SecondBrain has outgrown the "put new coverage in one more smoke file" phase. The practical strategy going forward should be:

Test Pyramid

  1. Unit tests

  2. Pure logic only.

  3. No real provider setup, embeddings, vector search, MCP boot, or filesystem-heavy state unless the unit under test owns it.
  4. Must be parallel-safe under pytest -n auto.
  5. Preferred tools: small fakes, direct constructor injection, no CLI round-trips.

  6. Contract tests

  7. Verify stable request/response or persistence contracts.

  8. Good fit for session stores, event logs, CLI JSON payloads, SSE reducers, and adapter boundary objects.
  9. Use real serialization and storage when cheap, but stub network and model layers.

  10. Integration tests

  11. Exercise one user-facing surface end to end with controlled dependencies.

  12. Typical examples: sb chat slash commands, sb sessions flows, API route handlers.
  13. Should stub providers and heavy retrieval paths so the test only proves the product wiring it cares about.
  14. Mark with @pytest.mark.integration.
  15. Prefer serial execution (-n 0) when the flow touches shared global state, thread-heavy runtimes, or embedding stacks.

  16. End-to-end and heavy stack tests

  17. Only for a few high-value journeys.

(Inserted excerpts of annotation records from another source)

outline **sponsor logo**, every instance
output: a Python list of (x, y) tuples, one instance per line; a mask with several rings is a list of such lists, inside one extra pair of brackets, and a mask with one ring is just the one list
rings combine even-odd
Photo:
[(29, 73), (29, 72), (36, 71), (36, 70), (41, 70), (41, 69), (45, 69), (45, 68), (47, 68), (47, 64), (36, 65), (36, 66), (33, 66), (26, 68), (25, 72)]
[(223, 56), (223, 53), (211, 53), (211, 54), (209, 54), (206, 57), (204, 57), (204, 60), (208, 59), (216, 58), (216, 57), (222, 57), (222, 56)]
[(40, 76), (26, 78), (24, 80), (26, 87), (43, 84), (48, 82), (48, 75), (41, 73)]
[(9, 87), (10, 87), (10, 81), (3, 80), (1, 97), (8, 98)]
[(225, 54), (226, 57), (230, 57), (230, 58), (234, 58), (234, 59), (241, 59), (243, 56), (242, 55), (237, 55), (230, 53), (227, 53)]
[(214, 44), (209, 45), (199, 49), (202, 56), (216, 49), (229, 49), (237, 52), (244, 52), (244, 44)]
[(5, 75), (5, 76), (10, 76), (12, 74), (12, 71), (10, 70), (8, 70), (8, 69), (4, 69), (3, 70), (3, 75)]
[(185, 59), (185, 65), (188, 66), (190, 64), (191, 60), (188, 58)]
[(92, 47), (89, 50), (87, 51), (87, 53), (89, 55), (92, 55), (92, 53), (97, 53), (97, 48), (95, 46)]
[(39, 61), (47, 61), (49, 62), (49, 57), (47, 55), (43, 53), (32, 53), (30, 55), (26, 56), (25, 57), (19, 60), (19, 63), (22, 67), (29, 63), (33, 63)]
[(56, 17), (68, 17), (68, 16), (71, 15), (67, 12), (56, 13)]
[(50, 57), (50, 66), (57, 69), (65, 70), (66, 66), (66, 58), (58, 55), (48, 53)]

  18. Opt-in, small in count, and clearly separated from the fast default loop.
  19. Real embeddings or full retrieval boot should live here, not in generic smoke files.

File Boundaries

  • Keep test_*_smoke.py for a narrow happy-path sanity slice.
  • Split feature families into focused modules such as test_chat_sessions.py, test_chat_transport.py, and test_chat_antahkarana.py.
  • Prefer one behavioral theme per file over thousand-line catch-all files.

Fixture Rules

  • Default fixtures should build isolated temp config, temp state, and fake providers.
  • Heavy runtime initialization must be opt-in.
  • If a test only needs persisted chat rows, use EventLog or SessionStore directly instead of invoking the whole chat stack.

Parallelism Rules

  • -n auto is appropriate for unit and cheap contract tests.
  • Chat/integration slices that can trigger embedding threads, retrieval startup, or other native-code concurrency should run with -n 0 unless explicitly hardened for parallel workers.
  • When a test is not parallel-safe, fix the fixture boundary first; do not hide the problem by adding more unrelated smoke coverage.

Agent Behavior Evals

Do not write pytest tests that assert on open-ended LLM response text, persona, tone, or exact phrasing. Those tests look deterministic but fail for model, temperature, provider, and context-routing reasons that are unrelated to code correctness.

Use pytest for stable contracts:

  • tool schemas, validators, serializers, reducers, and persistence records
  • deterministic routing, policy, approval, and provider-selection logic
  • offline fixtures that assert event shapes, not model prose

Use the quality plane for behavior:

  • replay cases for failures seen in real sessions or traces
  • grounded and retrieval evals for faithfulness, citations, and hallucination risk
  • tool trajectory checks for whether the right tools were selected in the right order
  • rubric or judge-based checks when semantic quality matters more than exact text

Start with one or two core behavior cases, fix the failure, rerun the same case, then expand. Lowering thresholds or deleting flaky behavior cases should be a human-reviewed decision, because those cases often reveal missing instructions, loose tool descriptions, or hidden nondeterminism.

Current Cleanup Targets

  • Continue splitting tests/chat/test_chat_smoke.py by feature area.
  • Move session/resume coverage into its own module.
  • Keep resume and persistence regressions near the session helpers instead of mixing them with unrelated tool-loop tests.